La parentification est une inversion des valeurs : les enfants viennent occuper le rôle usuellement attribué aux parents. Par exemple, un enfant aîné doit s’occuper de ses frères et sœurs plus jeunes alors qu’il est lui-même encore un enfant, et ne se mariera pas car il s’occupera de ses parents âgés. Il y a là un déséquilibre relationnel avéré.
« Le syndrome d’anniversaire » pourra aussi éclairer le retour des dates et des chiffres dans les génogrammes observés. On peut citer à ce propos l'exemple souvent repris de Van Gogh, né une année jour pour jour après la mort de son frère, nommé également Vincent : « Comme si, par une opération de calcul, une force inconsciente mettait le corps en demeure de célébrer la commémoration d'un deuil traumatique », commente M. Bydlowski. On pense à Vincent Van Gogh, mais aussi à Honoré de Balzac, né un an jour pour jour après un frère aîné mort à la naissance, qu’il remplace sans pouvoir le remplacer.
« L’inconscient ignore le temps », écrit M. Bydlowski, « en revanche il n’est pas étranger aux cycles » : il n’est pas donc étonnant que des pertes continuent de peser sur des descendants, qu’un « après-coup transgénérationnel » soit à régler, comme un héritage spirituel ou une dette transmise génération après génération. La plupart du temps, la transmission du mandat se fait sans difficulté, mais des traumatismes familiaux anciens non élaborés peuvent peser et inscrire des traces douloureuses dans le psychisme des descendants, qui les ignorent.

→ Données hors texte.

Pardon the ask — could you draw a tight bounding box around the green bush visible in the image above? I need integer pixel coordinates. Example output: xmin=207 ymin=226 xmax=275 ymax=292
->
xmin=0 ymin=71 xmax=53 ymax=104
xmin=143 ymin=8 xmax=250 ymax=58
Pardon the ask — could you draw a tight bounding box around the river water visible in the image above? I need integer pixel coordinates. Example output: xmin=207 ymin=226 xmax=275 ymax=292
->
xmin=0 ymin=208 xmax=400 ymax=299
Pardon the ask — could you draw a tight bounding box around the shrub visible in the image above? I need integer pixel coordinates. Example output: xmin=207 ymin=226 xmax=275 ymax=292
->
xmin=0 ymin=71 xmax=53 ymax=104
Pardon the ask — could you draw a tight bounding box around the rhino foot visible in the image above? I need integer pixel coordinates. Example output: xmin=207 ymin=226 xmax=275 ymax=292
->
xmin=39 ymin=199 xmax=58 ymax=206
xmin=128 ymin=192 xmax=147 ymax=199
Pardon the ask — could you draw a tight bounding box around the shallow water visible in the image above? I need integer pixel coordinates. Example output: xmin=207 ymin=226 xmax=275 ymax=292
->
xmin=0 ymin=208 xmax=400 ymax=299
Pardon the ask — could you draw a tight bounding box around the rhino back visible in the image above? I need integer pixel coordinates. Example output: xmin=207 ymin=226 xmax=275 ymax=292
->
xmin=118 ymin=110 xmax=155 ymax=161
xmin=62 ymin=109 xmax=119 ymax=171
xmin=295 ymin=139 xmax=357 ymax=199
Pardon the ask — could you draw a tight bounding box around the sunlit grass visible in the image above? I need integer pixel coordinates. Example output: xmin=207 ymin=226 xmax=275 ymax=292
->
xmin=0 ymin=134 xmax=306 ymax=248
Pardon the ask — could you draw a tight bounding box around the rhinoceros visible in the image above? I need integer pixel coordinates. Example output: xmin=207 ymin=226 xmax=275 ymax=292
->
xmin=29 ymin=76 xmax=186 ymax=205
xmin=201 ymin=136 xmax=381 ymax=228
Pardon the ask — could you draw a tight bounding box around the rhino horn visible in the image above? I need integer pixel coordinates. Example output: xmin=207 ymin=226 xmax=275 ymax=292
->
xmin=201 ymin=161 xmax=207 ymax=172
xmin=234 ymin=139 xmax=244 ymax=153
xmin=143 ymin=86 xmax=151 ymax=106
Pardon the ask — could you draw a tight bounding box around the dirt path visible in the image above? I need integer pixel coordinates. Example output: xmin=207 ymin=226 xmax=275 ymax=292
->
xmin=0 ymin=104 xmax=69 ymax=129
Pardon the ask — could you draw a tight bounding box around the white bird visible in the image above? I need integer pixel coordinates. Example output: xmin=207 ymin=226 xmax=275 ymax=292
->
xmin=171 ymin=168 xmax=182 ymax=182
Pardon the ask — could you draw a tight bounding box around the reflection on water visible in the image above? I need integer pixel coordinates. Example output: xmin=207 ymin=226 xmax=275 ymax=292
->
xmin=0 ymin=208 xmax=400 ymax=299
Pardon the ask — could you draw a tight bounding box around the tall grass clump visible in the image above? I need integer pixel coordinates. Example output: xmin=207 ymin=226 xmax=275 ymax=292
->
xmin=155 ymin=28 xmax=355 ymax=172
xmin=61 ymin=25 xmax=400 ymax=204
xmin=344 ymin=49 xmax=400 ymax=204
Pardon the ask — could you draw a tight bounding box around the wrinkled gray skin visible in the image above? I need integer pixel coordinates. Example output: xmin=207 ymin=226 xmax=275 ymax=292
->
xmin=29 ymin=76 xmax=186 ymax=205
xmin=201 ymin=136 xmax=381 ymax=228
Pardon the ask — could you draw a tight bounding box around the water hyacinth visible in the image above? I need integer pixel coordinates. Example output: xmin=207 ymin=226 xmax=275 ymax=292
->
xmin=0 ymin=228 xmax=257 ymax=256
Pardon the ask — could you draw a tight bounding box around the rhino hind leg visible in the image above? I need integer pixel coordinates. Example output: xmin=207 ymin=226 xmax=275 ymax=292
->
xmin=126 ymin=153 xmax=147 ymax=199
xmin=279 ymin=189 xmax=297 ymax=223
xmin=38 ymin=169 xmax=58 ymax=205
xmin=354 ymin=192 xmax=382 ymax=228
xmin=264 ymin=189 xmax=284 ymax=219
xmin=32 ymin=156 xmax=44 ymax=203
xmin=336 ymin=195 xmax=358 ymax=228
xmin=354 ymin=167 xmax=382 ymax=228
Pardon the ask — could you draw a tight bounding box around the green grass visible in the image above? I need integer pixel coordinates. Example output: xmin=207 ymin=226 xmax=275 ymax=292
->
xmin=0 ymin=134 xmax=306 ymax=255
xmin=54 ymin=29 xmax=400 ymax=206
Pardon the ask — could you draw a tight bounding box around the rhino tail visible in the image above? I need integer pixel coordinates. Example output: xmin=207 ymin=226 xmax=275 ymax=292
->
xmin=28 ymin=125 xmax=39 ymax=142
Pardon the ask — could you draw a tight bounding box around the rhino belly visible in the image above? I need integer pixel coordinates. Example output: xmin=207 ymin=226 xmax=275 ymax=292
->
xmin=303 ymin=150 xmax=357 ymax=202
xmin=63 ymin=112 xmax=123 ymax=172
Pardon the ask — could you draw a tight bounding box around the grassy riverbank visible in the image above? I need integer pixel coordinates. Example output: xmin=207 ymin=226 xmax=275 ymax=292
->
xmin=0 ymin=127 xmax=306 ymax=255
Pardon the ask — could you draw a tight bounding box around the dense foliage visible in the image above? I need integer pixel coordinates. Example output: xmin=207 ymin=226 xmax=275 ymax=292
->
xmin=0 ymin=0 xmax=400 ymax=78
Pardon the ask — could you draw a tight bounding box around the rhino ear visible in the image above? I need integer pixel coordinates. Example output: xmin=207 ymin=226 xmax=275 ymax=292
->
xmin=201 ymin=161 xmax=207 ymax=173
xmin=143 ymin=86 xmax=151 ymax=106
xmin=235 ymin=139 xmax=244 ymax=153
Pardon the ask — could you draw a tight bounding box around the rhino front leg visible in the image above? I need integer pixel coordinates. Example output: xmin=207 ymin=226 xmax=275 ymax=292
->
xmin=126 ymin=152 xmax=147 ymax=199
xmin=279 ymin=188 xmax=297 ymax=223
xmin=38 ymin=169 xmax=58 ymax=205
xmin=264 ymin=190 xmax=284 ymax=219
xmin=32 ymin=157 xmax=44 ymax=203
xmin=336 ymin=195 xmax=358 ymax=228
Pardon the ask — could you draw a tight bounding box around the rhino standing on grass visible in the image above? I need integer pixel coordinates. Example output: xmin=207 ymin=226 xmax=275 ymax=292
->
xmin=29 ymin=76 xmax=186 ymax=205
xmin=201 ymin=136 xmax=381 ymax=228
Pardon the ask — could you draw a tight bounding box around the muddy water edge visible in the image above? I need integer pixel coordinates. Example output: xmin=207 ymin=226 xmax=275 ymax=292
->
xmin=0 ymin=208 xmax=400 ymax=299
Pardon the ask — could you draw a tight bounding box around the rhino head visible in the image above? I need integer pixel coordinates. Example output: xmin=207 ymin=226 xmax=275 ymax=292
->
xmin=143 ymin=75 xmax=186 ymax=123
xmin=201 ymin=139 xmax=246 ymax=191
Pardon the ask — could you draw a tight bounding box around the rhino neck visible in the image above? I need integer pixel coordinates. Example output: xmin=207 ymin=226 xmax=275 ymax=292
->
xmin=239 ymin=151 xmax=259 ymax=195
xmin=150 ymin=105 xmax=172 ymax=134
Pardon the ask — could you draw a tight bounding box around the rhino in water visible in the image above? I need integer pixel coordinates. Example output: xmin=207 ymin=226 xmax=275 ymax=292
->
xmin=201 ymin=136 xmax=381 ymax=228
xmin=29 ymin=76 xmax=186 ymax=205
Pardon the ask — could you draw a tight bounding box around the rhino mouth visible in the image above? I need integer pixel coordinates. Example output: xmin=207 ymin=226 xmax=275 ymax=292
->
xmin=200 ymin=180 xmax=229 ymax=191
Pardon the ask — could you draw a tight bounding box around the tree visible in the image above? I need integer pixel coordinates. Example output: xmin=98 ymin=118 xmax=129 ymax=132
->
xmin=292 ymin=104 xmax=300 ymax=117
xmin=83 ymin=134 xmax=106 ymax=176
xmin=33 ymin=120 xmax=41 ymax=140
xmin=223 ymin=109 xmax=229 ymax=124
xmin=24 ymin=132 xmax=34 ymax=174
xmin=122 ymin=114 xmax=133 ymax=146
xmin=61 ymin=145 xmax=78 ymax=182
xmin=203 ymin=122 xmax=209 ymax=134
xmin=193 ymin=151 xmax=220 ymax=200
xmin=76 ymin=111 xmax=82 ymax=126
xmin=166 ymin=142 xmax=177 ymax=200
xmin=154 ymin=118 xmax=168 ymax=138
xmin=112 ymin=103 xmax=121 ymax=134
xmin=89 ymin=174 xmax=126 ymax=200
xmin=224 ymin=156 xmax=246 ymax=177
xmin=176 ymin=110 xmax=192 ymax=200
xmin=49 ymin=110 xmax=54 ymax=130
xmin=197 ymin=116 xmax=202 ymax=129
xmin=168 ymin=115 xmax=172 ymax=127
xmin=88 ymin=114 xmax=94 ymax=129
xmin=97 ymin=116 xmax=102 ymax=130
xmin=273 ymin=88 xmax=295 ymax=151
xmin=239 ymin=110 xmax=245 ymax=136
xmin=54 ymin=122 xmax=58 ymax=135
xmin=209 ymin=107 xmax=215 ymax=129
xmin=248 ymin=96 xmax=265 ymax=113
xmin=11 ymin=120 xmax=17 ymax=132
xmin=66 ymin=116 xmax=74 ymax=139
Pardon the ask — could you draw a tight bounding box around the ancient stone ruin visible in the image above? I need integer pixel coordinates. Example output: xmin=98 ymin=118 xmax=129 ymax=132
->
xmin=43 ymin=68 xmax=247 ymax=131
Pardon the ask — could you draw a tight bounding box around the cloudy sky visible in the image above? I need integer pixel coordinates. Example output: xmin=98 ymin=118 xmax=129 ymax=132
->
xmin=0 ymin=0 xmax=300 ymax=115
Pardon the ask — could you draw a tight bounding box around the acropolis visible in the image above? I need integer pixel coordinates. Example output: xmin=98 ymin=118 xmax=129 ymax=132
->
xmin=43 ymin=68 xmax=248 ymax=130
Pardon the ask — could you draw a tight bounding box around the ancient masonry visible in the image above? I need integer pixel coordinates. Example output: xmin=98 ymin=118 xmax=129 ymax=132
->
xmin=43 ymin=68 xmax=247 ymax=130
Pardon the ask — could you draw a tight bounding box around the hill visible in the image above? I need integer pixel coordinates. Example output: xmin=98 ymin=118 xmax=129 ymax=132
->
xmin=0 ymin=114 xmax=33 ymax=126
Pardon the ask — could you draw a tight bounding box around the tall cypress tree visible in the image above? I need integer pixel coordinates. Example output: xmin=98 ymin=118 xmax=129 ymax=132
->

C’est là qu’une rencontre avec une conseillère conjugale et familiale, avant un suivi plus long auprès d’un psychologue, peut être intéressant.
Alice Quantin
Notes :
Ducommun-Nagy C., Ces loyautés qui nous libèrent, Paris, J.C. Lattès, 2006, p.211.
Neuburger R., Ces familles qui ont la tête à l’envers, Paris, Odile Jacob, 2005, p.24.
Neuburger R., Les rituels familiaux, Paris, petite bibliothèque Payot, 2003, p.14.
Ancelin Schützenberger A., Aïe, mes aïeux, Paris, La Méridienne, DDB, 15ème édition, 1993, p.40.
Ibid., p.143.
Dupré La Tour M., « Couple et traumatisme », Dialogue, vol. no 168, no. 2, 2005, p.88.
Joubert C., « Le rôle du transgénérationnel dans le lien de couple », Le Divan familial, vol. 18, no. 1, 2007, p.70.
Bydlowski M., Devenir Mère, Paris, Odile Jacob, 2020, p.27.
Ibid., p.75.
Clavier B., Les fantômes familiaux, Paris, Payot, 2014, p.118.